As usual, the Metaculus predictions cover more ground and go where others fear to tread, while any real-money markets are better where you can get them.
I am going to focus on the markets related to who is likely to win, as they tell the most interesting story. That story includes the lack of a quick Russian victory.
Will Kyiv fall to Russian forces by April 2022?
Note that the real money version of this is trading lower at 9%.

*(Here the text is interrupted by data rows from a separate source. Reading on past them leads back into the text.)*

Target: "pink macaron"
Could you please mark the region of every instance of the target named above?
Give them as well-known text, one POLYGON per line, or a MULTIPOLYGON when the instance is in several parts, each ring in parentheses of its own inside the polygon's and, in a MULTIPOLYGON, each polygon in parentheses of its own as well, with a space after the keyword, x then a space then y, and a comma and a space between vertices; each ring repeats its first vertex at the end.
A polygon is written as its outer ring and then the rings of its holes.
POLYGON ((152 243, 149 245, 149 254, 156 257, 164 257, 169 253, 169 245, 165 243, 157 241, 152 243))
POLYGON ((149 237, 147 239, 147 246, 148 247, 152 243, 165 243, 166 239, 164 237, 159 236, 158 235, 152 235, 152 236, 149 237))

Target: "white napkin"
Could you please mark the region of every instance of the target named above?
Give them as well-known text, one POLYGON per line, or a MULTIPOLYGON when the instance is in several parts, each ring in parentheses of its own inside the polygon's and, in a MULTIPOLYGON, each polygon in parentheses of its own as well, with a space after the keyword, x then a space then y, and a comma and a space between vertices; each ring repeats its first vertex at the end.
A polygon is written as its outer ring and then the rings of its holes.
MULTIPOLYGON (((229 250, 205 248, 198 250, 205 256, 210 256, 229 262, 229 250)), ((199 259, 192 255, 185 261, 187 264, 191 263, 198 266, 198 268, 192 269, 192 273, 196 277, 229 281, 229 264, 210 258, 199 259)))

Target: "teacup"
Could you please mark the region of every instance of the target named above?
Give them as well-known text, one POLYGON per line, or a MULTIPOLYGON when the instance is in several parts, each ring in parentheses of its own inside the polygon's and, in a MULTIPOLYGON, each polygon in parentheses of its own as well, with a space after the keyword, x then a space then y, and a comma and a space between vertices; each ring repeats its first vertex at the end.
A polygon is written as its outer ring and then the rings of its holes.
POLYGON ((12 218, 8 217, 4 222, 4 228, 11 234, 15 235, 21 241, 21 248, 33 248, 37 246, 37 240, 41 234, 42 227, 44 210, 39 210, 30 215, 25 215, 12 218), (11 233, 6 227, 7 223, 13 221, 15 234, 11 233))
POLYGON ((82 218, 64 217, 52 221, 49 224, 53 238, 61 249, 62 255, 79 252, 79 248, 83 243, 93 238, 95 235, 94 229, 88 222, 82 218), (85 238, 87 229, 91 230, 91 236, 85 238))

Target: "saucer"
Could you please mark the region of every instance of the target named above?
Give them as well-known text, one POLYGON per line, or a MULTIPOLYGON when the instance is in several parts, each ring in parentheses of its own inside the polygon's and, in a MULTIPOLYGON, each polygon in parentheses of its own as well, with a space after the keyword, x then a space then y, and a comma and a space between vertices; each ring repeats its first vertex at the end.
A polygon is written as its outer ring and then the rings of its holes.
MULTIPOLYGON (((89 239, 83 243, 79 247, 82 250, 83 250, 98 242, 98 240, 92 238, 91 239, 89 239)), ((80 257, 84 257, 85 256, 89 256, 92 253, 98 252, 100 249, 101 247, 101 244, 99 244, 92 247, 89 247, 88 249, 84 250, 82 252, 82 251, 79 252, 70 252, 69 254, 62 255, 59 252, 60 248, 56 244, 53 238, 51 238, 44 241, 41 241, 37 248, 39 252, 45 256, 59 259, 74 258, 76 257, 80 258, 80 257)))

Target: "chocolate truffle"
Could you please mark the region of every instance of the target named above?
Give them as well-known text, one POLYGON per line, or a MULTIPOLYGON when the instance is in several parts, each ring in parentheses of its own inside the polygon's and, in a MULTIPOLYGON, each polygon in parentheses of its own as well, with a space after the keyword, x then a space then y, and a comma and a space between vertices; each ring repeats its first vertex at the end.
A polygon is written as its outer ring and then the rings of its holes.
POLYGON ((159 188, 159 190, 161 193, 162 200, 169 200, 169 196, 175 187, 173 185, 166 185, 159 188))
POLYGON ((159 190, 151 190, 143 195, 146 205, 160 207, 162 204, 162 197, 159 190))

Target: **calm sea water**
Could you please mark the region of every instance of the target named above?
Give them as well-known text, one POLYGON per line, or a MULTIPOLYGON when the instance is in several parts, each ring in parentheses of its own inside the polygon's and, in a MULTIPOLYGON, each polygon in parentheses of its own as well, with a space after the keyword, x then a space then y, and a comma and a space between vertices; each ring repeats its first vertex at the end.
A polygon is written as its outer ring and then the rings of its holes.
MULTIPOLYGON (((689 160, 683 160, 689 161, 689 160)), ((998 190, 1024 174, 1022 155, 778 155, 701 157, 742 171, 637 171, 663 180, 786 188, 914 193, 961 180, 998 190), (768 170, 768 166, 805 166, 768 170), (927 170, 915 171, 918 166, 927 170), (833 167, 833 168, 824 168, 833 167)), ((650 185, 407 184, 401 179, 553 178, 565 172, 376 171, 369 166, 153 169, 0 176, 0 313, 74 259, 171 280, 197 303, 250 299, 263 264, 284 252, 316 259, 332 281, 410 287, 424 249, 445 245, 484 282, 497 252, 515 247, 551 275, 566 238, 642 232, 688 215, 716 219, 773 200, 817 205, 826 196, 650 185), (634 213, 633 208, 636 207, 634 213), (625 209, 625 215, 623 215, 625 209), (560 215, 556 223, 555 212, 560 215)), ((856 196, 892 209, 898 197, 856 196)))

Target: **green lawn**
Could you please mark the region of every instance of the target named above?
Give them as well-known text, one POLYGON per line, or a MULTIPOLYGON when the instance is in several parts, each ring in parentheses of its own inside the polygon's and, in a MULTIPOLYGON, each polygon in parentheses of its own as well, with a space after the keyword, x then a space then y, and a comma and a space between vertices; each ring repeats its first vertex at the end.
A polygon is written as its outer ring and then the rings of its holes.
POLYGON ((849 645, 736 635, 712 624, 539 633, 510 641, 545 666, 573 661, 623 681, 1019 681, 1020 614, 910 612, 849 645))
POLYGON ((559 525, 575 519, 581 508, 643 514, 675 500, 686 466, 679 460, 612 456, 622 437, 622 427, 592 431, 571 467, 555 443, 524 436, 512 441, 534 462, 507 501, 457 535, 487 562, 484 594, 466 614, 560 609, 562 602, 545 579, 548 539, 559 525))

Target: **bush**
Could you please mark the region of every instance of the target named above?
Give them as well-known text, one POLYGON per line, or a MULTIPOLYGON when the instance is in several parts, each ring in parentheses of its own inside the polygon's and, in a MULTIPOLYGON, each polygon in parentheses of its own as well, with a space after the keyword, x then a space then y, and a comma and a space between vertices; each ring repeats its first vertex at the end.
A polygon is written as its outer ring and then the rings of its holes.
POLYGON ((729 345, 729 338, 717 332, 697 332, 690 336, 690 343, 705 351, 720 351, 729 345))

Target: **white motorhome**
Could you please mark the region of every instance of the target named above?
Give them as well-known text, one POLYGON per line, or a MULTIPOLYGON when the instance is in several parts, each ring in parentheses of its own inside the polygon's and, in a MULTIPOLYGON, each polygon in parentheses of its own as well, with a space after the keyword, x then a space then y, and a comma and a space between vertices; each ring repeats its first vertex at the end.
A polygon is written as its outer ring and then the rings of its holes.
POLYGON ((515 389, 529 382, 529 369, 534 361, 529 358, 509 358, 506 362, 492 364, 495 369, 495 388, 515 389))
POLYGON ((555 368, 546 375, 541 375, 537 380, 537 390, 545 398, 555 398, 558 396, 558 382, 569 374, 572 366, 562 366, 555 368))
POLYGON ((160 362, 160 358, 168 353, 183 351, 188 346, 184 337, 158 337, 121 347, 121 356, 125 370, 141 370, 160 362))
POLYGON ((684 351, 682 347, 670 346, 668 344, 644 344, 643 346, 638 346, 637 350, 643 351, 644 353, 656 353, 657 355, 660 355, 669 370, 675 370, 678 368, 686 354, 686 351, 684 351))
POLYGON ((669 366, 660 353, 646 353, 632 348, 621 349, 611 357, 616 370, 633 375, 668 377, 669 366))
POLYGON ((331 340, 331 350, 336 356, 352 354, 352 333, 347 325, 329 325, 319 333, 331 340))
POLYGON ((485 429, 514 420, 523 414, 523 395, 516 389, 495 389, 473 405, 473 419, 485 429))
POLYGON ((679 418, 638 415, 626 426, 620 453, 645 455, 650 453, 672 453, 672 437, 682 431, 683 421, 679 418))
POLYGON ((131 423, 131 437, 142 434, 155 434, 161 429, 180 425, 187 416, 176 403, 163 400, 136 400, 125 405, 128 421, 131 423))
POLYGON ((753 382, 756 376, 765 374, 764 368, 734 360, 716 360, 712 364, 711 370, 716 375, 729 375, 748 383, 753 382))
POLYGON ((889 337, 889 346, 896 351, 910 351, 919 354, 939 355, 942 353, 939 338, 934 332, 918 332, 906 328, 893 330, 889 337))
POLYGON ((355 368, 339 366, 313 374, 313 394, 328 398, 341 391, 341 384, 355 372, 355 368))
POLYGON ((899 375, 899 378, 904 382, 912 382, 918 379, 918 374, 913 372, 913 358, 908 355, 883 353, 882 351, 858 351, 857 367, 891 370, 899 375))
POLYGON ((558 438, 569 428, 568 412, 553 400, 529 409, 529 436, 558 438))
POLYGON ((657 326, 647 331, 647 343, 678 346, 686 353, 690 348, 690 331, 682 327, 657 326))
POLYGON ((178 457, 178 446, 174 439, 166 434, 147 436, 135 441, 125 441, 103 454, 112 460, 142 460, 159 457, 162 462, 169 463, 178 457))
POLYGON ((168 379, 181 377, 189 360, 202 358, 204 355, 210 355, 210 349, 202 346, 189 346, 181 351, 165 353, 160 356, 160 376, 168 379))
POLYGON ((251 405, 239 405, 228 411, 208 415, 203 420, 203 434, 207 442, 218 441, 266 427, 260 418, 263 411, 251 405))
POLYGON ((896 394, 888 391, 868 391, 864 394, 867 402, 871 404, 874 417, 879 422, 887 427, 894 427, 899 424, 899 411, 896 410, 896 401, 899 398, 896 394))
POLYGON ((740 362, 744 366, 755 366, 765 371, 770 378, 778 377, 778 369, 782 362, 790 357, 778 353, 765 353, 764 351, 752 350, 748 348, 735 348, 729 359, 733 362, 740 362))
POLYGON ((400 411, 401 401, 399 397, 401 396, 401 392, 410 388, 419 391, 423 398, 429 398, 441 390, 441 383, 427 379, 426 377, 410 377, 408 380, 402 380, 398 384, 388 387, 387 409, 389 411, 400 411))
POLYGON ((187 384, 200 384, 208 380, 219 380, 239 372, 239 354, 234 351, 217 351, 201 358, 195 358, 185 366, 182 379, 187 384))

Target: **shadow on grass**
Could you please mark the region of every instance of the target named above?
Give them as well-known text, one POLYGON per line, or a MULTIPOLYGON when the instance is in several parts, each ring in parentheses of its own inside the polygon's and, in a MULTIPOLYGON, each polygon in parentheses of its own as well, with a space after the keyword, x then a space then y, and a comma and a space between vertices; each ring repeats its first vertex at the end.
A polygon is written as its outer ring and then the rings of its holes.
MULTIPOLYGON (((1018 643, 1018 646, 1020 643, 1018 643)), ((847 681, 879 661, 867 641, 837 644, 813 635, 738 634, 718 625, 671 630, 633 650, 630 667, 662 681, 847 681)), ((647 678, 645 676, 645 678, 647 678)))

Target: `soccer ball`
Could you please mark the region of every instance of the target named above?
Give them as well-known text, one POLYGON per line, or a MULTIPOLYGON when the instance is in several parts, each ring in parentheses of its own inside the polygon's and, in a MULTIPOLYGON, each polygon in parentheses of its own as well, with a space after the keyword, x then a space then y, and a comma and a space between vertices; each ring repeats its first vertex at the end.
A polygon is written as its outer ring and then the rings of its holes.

I have consistently thought this market was too high, and I still think that. The only way Kyiv falls in the next two weeks is a general surrender, that seems vanishingly unlikely. There is no way to take the city by force within two weeks given they have it very well defended – they claim to have 80,000 men, which makes me wonder why they even need that many. Naively seems to me like the second half of that only makes supplies a bigger issue and you’d rather use them elsewhere.
This is a steady climb downwards, and Scott wonders about whether it is a predictable and thus false pattern.
To some extent it is the automatic updating that Kyiv did not fall and does not appear about to fall. Each day of this makes it more likely Kyiv can hold out longer, reducing chances of a fall each day going forward, so things should reduce faster than the proportion of time expired. There’s also what looks like a clear shift away from trying that hard to take Kyiv quickly, and to focus on encircling Ukraine’s forces in the Donbass, which seems more realistic as a goal, and there isn’t time here to refocus.
What about longer-term versions of the same question?
Will Russia control Kyiv on June 1, 2022?
Notice that this started out not much higher than the first prediction. On March 3, Metaculus thought there was a 60% chance Kyiv would fall in March, and this question first settles in around 72%.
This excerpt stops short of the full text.